Australian Mike Shepherd was inspired by David and Annie Raitt’s work with California Yurts and started Goulburn Yurtworks in his sheep-shearing shed in Australia. Along the way Mike created a kids’ “Back to the Basics” yurt camp, where children spend their days learning skills from milking cows to sheep-shearing and their nights sleeping in small wooden yurts around a central pond.
Yurt companies in the UK and EU have focused on building traditional yurts, both Mongolian and Turkic. (One exception is Yourte Contemporaine, which imports the Rainer Yurts in France.) They also typically offer yurt building workshops, and rent out yurts for events.
Key players on the European front include Hal Wynn-Jones, who has trained many of the finest UK and EU yurt builders on the Turkic version of the yurt. Wynn-Jones is best know for creating the “Multi-plex Yurt”, a composite of six partial yurt frames joined with roof struts to yet another central compression ring, available as an event rental.

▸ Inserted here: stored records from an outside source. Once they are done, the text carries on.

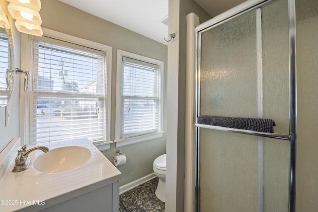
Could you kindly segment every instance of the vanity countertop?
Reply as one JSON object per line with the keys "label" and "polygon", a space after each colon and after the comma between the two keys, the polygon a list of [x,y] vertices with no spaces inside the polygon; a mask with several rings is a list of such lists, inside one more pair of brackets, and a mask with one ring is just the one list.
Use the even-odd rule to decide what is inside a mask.
{"label": "vanity countertop", "polygon": [[[12,172],[17,155],[16,147],[12,148],[11,151],[15,153],[11,152],[7,157],[14,157],[0,179],[0,211],[42,210],[120,180],[120,172],[90,142],[40,145],[47,146],[50,150],[65,146],[82,146],[90,150],[92,156],[86,163],[72,170],[44,173],[34,169],[32,163],[39,155],[45,153],[34,151],[29,155],[31,163],[28,169]],[[27,149],[34,146],[30,145]]]}

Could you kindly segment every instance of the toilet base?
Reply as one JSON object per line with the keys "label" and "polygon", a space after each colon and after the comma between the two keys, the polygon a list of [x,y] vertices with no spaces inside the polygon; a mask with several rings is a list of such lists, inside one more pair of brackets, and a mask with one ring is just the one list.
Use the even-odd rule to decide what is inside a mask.
{"label": "toilet base", "polygon": [[159,200],[165,203],[165,181],[159,179],[157,189],[155,194]]}

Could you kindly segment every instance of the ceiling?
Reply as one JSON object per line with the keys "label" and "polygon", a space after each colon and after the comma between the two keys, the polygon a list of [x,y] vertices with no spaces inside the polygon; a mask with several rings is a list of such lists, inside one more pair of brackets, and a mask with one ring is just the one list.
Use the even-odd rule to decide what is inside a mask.
{"label": "ceiling", "polygon": [[[165,45],[168,0],[59,0]],[[245,0],[194,0],[215,16]],[[124,5],[124,6],[123,6]]]}

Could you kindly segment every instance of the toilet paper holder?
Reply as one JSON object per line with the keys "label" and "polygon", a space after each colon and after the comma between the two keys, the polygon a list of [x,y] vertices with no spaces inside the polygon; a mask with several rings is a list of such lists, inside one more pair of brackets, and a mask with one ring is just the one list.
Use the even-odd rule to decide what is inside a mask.
{"label": "toilet paper holder", "polygon": [[116,156],[116,155],[119,155],[121,154],[121,152],[120,152],[120,150],[119,149],[117,149],[117,150],[116,150],[116,154],[115,154],[115,155],[114,155],[114,156],[113,157],[113,158],[114,159],[114,160],[115,160],[115,156]]}

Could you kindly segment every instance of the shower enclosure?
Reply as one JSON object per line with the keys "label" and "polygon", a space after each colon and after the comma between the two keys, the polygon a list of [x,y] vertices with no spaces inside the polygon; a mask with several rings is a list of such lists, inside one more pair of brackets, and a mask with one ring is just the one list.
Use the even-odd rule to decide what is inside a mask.
{"label": "shower enclosure", "polygon": [[265,118],[274,133],[196,123],[197,210],[294,212],[294,0],[250,0],[196,28],[196,117]]}

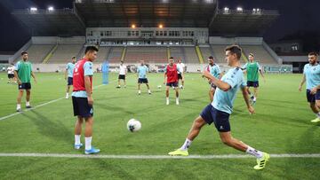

Welshman Steve Place of Handmade Hardwood Yurts produced a popular pamphlet on “How to Build a Yurt” with information and plans for a Turkic-style yurt. Likewise, Paul King’s Complete Yurt Handbook has become the Bible worldwide for the homebuilt yurt, both Mongolian and Turkic styles.
In Japan, a fascination with all things Mongolian has meant the importation of traditional gers from Mongolia alongside of some frame panel yurts built by David Raitt. An interesting fabric yurt design produced by Taiyo Kogyo Corp (which builds stadiums using architectural fabrics) can be found in the May/June 2000 issue of Fabric Architecture magazine.
Korea now has a modern fabric yurt company, Solongos Camp. In Australia and New Zealand, however, the interest seems to be on importing traditional yurts.
Hawaii hosts some interesting variants on the yurt made from indigenous bamboo and created by Bamboo Living Homes.
The Yurt is a Gift
There is something about the very shape of the circle that provides us a “glimpse into the wholeness, unity, and divine order of the universe,” says mathematical philosopher Michael Schneider. “The circle is a reflection of the world’s–and our own–deep perfection, unity, design excellence, wholeness, and divine nature.” (A Beginner’s Guide to Constructing the Universe, Schneider, p. 4) The very shape of the circle seems to connect us at a primordial, cellular level to the unity of all things, to our inter-connectedness with each other and our connectedness to the whole.
The yurt is a gift, an ancient nomadic shelter only recently available to modern culture. Versatile, beautiful and spiritual, both ancient and contemporary versions provide an option for shelter that is affordable, accessible and gentle to the earth. By its very existence, the yurt calls forth life in simplicity, in community, and in harmony with the planet.
Whatever form of shelter one ultimately chooses, it is good to learn from this ancient nomadic path, from the people of the yurt, and from the circle itself as it speaks of the unity and interconnectedness of all things.